ICAEW.com works better with JavaScript enabled.
Anzo Francis, LSCA Vice President and Business Board Chair, provides an overview.

Consumers are worried by a number of headwinds battering the economy:

  • Sharp rise in general price inflation.
  • Sharp rises in the cost of gas, electricity, petrol and food.
  • Supply chain issues causing empty shelves.
  • Residual impact of the end of the furlough scheme.
  • Increases in national insurance on the horizon.
  • Appearance of new covid variants.

These factors bring the spectre of an actual cost of living crisis, weighing down on consumer spending, and in turn, weighing down on business confidence.  Those with spare cash will see the real value of those savings fall, due to rock-bottom base rates at 0.1%.

Chart 1 Consumer Confidence

Consumer confidence barometer

Chart 1 from GfK shows movements in personal financial situation, general economic situation, the major purchase index, and the savings index since November 2020. All six indices improved dramatically from November 2020 to September 2021. That was followed by a significant reversal in October 2021, then a slight improvement in November 2021.

The CBI’s quarterly business survey also confirms the significant drop in business confidence in Q4. Business concerns are many, and include the following:

  • Supply chain concerns
  • Shortage of materials and components
  • Labour shortages
  • Skill shortages
  • Rise in input costs
  • Inflation

Chart 2 Business Confidence Sep21-Dec21

Business confidence chart

Chart 2 from Trading Economics shows a 25 point drop in business confidence, and a 27 point drop in small business sentiment.

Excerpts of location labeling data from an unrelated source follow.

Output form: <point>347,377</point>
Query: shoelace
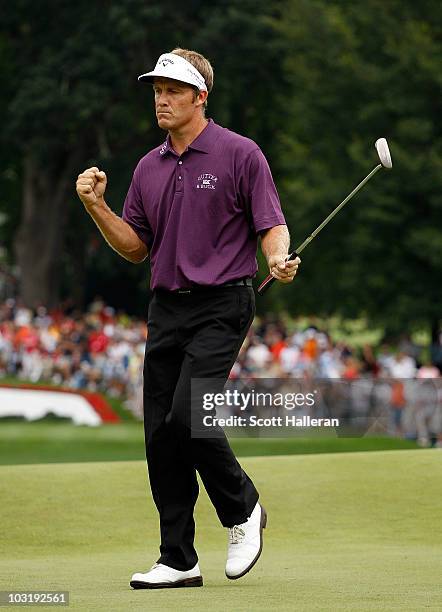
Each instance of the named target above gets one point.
<point>236,534</point>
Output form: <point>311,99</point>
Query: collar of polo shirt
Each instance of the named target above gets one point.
<point>172,66</point>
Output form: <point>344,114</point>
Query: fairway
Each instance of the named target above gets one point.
<point>351,531</point>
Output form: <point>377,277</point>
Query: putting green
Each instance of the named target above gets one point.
<point>354,531</point>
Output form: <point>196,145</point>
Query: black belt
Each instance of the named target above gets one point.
<point>241,282</point>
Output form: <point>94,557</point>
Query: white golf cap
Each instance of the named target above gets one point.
<point>172,66</point>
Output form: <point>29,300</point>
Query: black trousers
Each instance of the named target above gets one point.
<point>192,335</point>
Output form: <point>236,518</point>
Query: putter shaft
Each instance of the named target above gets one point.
<point>269,280</point>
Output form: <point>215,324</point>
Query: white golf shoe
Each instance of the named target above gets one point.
<point>164,577</point>
<point>245,544</point>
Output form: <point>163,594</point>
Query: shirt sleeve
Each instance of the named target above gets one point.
<point>262,200</point>
<point>134,213</point>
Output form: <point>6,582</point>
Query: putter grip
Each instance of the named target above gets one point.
<point>269,280</point>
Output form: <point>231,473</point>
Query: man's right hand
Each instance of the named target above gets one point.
<point>91,185</point>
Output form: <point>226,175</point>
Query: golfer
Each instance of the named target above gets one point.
<point>197,205</point>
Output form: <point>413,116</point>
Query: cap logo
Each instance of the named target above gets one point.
<point>165,61</point>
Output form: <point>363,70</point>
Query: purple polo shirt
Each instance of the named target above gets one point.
<point>192,210</point>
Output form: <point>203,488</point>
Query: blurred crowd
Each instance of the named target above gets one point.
<point>96,350</point>
<point>103,350</point>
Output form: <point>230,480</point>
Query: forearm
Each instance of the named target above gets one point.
<point>275,242</point>
<point>118,234</point>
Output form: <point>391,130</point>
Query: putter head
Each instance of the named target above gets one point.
<point>383,152</point>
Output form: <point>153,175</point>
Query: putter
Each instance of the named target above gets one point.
<point>385,159</point>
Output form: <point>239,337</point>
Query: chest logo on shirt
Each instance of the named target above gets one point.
<point>206,181</point>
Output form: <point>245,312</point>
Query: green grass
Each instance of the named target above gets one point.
<point>52,441</point>
<point>350,532</point>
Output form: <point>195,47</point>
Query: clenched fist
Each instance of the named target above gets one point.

Industrial production is down, manufacturing production is down, new orders are down, profits are down, car production is down, and car registrations are down. On the plus side, there is a rise in factory orders.

Chart 3 Retail Price Inflation (RPI)

RPI chart

Underpinning the problem is the damaging rise in inflation. Chart 3 published by the Office for National Statistics, shows how RPI rose to a high of 6% in October 2021. CPI is above 4%, more the 2% above the Bank of England’s target range. The outlook is poor, with the Bank of England forecasting further rises in CPI next year, to a peak of 5% by April 2022.


Consumers and business will need to ‘tighten their belts’ in the short term, to ride the economic waves, this Christmas and into 2022.

Anzo Francis

Vice-President LSCA and Business Board Chair.